Any sober assessment of this issue concludes that there is no quick fix. The new policy challenge is how to address all of the new Big Eight Fundamentals: energy/oil; land use; climate change; water; labour; demographics/population; and public health (notably dietary change such as more meat and soft drinks and their consequences).

Two policy futures loom for biofuels. In the first, emphasis is on improving biofuels; hopes hang on second and third generations. Proponents argue that land use for energy can help fill the ga,. The second broad policy position suggests that the energy/biofuels crisis is further evidence that we need to design what a really sustainable food system would look like. It probably means constraint on excessive consumer choice (less for the West, more for the South). Land can be freed to feed more mouths by eating wisely, reducing waste and nurturing rather than mining soils.

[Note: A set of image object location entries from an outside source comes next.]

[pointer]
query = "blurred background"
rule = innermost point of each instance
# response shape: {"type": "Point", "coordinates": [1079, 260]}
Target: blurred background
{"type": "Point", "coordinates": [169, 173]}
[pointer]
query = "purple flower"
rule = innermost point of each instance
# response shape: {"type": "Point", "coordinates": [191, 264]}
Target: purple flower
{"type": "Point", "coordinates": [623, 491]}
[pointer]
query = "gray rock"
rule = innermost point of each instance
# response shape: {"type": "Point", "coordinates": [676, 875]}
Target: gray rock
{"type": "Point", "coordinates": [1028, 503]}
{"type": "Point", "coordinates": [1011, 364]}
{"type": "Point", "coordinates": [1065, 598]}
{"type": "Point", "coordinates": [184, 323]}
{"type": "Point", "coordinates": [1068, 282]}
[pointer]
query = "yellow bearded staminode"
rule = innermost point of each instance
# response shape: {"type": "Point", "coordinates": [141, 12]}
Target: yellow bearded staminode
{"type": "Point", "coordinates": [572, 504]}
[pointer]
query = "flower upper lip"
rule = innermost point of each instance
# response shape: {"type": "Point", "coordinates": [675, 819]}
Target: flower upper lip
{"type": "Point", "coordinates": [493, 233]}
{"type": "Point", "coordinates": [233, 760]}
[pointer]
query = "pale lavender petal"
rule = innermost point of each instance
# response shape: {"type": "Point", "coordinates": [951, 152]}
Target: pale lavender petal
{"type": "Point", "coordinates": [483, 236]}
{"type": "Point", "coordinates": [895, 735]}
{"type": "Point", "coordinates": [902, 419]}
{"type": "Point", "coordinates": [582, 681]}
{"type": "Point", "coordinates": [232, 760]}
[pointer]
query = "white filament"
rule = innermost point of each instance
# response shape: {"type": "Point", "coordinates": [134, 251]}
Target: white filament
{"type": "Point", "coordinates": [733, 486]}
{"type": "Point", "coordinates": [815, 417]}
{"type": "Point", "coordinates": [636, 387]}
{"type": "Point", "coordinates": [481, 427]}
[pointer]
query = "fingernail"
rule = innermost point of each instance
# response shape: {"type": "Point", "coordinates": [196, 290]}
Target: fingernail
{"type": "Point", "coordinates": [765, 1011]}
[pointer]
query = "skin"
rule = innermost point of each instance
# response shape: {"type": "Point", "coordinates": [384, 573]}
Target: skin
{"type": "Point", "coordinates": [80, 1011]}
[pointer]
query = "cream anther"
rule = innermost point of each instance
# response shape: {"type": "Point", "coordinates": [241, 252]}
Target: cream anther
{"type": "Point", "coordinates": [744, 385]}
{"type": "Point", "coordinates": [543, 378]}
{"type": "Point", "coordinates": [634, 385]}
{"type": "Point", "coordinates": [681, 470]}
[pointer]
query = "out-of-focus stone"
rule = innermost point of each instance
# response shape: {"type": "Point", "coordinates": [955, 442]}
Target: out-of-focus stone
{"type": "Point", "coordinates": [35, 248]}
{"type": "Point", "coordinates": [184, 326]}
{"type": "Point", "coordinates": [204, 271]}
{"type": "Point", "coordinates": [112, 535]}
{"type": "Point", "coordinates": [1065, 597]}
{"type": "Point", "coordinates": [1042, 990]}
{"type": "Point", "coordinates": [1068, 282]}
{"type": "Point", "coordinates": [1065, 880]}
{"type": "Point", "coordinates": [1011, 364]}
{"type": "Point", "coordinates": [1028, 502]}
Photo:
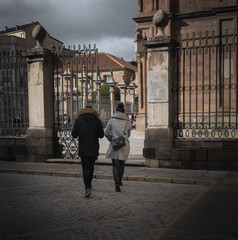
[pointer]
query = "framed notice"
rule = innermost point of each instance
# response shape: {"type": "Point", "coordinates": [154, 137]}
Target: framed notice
{"type": "Point", "coordinates": [158, 86]}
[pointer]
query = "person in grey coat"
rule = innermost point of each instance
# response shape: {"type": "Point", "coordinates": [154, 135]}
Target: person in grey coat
{"type": "Point", "coordinates": [118, 125]}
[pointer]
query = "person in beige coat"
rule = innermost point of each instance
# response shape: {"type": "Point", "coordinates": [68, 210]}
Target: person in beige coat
{"type": "Point", "coordinates": [118, 125]}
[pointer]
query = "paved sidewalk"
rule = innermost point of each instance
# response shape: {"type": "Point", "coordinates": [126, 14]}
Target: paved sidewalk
{"type": "Point", "coordinates": [211, 214]}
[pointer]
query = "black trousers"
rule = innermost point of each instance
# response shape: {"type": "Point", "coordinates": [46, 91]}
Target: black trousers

One thing is clear. Biofuels are no more a solution to the energy challenge than is genetic modification the single answer to the need to increase food supply. We should be wary of anyone who promotes single solutions. A more complex, multi-factoral world is now upon us. But will policy-makers rise to the occasion? Lives and futures depend on whether they do or not.


Tim Lang is professor of Food Policy at the City University in London, he has written several books on the subject and is a consultant to the British government.